Whatever your views on the war in Afghanistan, we probably agree on one thing: it should not have ended this way.
Giving up the idea of a peace agreement between the Afghan government and the Taliban, appearing to cut and run, and abandoning our allies and supporters in the most chaotic way imaginable, after so many years of effort and sacrifice, is a betrayal and a failure impossible to fully understand.
I think of injured American servicemen and women I met at Ramstein Air Base—some who’d lost limbs fighting the Taliban— who told me how proud they felt to be a part of helping the Afghan people gain basic rights and freedoms.
I think of every Afghan girl who picked up her bookbag and went to school in the last twenty years even though she risked being killed for it—as so many were. In one district in Kabul, more than a hundred people have been killed in attacks targeting school girls in the last year alone.
I think of the Afghan women who served as lawyers and judges and police officers—even as their female friends and colleagues were murdered in cold blood, with the number of assassinations tripling in 2020.
I think of all the Afghan children and teenagers, now living in fear about the future. And the activists and journalists and artists who are in hiding, deleting their social media profiles and burning documents in a bid to keep themselves and their families safe. Some having to avoid sleeping more than one night in any one place like fugitives.
After all the bloodshed and effort and sacrifice and time, America seems to have lacked the will to plan this transition in a managed way. It was never going to be easy or perfect but could have been better, more decent and safer.
I, and millions of Americans, gave my faith and trust to successive administrations who told us that we were in Afghanistan to protect our country and support a new democratic Afghan state.
I believed that we were doing the right thing, that we stood shoulder to shoulder with Afghans, and that we were fighting in a noble cause. As we fade away from Afghanistan, it is hard to hold on to that trust.

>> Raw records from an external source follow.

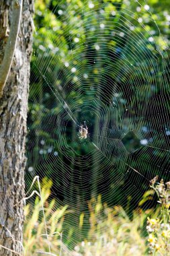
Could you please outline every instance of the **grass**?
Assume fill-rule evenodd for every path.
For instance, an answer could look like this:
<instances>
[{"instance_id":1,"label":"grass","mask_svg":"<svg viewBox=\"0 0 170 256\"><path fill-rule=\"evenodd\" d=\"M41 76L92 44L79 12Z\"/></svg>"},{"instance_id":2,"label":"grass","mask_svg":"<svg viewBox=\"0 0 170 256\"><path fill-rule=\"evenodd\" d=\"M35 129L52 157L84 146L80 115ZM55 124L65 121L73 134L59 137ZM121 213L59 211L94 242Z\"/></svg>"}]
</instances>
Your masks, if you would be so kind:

As an American I am ashamed by the manner of our leaving. It diminishes us. We have lost leverage to influence what now happens in Afghanistan. We lack a strategy to monitor and support women and civil society in Afghanistan, who the Taliban have a history of targeting—banning girls from school, confining women to the home, and inflicting brutal physical punishments, including public lashing, on any woman perceived to have stepped out of line. We face a new refugee crisis, on top of record global displacement, with nearly a quarter of a million Afghans displaced within the country since May— 80% of them women and girls. Our allies are rightly upset, blaming the U.S. for a precipitate, unilateral withdrawal that missed the opportunity for any coordinated plan to preserve some of the gains made in the country. We have to acknowledge and address these realities, if we are to have any hope of learning from this dark moment. Evacuating some vulnerable people and accepting some more Afghan refugees for resettlement—as important as both steps are—isn’t going to solve the problem. It is only the beginning of what we need to do if all the years of effort and sacrifice in Afghanistan aren’t going to be wasted.

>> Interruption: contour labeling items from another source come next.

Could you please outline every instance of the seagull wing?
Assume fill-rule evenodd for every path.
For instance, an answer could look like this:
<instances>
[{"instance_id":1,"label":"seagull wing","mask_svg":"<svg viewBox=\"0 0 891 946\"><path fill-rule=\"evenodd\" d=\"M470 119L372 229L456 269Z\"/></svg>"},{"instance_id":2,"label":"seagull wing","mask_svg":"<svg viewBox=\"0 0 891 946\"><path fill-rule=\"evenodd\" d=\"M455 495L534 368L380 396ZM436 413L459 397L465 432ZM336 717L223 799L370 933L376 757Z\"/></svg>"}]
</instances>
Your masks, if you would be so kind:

It is not only about Afghanistan. In twenty years working on refugee issues I’ve seen this pattern of western countries coming into a country, and then leaving, repeatedly—including in Iraq, and now in Afghanistan. Each time people try to survive the chaos: some fleeing as refugees and living dependent on shrinking aid relief, others staying, putting their heads down, and hoping to hold on where they are. And all the while, the numbers of people displaced globally by conflict and persecution rises each and every year, humanitarian aid shortages grow, and aggressors responsible for rape and slaughter walk free, without any accountability.
I am in awe of all the Afghans who have worked to improve their country in the last twenty years. As I write, I think in particular of Afghan women and girls, who have the most to fear. You have shown time and again how brave and capable and valuable to society you are. I hope against hope that you will be safe to contribute to your country in the way you should in all the years to come. I pray that your strength will be met with respect, not fear or aggression, by anyone seeking to govern Afghanistan. You deserve so much better than the situation you are now facing.
Any future Afghan government should be judged not only on their attitude to terrorism, but on their behavior on human rights and—in particular—whether Afghan women and girls maintain the rights they have gained.